Wielotysięczna demonstracja na ulicach Edynburga. Szkoci chcą niepodległości

Artykuł

Tysiące osób przeszło w sobotę ulicami szkockiej stolicy w demonstracji zwolenników odłączenia się Szkocji od Wielkiej Brytanii. Protestujący domagali się możliwości rozpisania nowego referendum w sprawie niepodległości dawnego niezależnego królestwa.

 

Wielotysięczna demonstracja ruszyła w sobotę z parku Holyrood, aby zademonstrować swoje poparcie dla niepodległości Szkocji. Manifestujący nieśli szkockie, unijne, katalońskie i walońskie flagi i zakończyli swój pochód w parku miejskim The Meadows. Organizatorem tego marszu była grupa All Under One Banner (AUOB), która domaga się kolejnego referendum ws. niepodległości Szkocji.

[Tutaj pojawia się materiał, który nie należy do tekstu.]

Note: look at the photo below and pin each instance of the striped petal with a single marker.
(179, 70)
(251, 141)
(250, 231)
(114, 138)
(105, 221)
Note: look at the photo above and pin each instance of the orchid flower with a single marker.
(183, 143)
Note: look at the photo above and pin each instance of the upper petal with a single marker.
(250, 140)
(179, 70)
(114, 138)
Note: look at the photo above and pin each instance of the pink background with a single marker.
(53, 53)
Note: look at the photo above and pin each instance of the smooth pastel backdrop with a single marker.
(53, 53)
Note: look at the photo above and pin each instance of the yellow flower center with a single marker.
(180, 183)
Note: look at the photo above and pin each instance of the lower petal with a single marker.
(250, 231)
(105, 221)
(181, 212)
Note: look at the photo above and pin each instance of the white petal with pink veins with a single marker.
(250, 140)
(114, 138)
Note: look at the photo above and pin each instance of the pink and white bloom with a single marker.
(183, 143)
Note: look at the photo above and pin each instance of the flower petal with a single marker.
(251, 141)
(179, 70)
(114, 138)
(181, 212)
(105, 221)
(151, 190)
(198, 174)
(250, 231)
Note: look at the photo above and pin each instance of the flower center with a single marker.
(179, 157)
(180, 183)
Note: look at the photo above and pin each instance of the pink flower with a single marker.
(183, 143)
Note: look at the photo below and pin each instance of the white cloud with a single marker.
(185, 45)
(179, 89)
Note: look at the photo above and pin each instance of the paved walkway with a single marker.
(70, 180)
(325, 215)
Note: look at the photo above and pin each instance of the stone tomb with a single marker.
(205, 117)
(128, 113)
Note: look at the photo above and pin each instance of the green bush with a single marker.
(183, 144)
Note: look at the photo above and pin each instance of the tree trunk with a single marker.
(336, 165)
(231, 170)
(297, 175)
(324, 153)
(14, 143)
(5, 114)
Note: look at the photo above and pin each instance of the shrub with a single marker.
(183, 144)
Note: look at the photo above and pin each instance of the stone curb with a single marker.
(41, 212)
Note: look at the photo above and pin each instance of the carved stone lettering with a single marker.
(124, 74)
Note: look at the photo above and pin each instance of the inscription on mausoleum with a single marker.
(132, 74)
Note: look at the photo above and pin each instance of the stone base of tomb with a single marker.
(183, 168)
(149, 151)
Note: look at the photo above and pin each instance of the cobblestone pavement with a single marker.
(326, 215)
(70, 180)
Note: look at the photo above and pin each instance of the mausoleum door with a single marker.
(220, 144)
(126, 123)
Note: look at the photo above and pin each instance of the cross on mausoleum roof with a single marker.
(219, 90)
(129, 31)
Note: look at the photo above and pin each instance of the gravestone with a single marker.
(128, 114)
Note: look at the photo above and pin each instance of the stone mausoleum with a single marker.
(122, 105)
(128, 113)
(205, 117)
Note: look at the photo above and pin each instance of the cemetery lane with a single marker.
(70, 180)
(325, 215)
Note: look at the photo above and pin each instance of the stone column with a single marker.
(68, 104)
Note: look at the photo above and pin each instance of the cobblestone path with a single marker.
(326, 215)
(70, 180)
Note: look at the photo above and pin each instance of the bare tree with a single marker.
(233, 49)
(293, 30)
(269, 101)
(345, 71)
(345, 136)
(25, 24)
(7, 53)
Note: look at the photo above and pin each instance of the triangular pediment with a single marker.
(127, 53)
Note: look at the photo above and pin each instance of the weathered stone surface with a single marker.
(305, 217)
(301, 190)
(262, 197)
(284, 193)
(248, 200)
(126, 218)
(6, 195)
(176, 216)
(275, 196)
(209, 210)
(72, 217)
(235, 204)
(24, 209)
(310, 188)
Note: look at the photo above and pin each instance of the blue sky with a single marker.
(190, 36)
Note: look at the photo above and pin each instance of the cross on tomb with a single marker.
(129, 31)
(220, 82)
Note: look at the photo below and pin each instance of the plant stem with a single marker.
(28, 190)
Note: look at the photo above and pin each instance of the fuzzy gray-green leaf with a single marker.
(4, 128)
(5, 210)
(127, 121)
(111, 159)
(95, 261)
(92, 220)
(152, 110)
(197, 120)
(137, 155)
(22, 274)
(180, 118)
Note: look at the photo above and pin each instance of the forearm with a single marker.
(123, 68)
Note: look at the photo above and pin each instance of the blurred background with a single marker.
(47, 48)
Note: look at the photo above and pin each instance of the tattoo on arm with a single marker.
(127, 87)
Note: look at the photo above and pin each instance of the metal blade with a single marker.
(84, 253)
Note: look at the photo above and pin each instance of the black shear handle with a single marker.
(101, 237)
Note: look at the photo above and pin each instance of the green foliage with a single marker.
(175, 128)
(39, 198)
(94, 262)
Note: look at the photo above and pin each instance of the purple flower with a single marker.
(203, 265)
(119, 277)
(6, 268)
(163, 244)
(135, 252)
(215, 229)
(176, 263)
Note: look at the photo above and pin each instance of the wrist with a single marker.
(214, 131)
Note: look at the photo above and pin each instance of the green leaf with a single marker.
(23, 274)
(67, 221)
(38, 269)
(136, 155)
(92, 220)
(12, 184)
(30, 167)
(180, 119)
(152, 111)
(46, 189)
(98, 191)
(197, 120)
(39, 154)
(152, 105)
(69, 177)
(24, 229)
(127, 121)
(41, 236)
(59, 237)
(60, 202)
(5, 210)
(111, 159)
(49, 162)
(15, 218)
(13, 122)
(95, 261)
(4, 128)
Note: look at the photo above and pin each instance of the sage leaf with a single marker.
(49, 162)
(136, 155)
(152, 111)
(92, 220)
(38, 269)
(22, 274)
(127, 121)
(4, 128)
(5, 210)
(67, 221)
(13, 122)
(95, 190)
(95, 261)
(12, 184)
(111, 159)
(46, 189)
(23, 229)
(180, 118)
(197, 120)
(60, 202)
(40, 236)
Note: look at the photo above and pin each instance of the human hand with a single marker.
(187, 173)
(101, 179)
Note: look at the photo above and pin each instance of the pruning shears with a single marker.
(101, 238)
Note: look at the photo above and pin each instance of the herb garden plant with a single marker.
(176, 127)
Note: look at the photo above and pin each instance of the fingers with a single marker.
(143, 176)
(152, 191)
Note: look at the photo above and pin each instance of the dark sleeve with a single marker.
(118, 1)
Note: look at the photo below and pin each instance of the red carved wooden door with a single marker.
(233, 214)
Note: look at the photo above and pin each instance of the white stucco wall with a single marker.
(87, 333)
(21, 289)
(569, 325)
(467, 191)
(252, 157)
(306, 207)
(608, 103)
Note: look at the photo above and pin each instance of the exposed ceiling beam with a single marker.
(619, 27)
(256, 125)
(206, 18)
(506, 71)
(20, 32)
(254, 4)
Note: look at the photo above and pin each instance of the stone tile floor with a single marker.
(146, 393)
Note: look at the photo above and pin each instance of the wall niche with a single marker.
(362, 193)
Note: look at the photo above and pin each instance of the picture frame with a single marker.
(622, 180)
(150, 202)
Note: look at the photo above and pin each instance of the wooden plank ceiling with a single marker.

– Deszczowa pogoda ludzi nie odstraszyła. Nasz apetyt na niepodległość nadal żyje – zaznaczył Gary Kelly z AUOB. Z kolei szefowa Szkockiej Partii Narodowej Nicola Sturgeon zwróciła się do demonstrantów na Twitterze. „Nie mogłam być z wami na tej manifestacji osobiście, ale jestem z wami duchem. Życzę wam miłego dnia. I bez wątpienia – niepodległość nadchodzi” – oznajmiła szkocka polityk.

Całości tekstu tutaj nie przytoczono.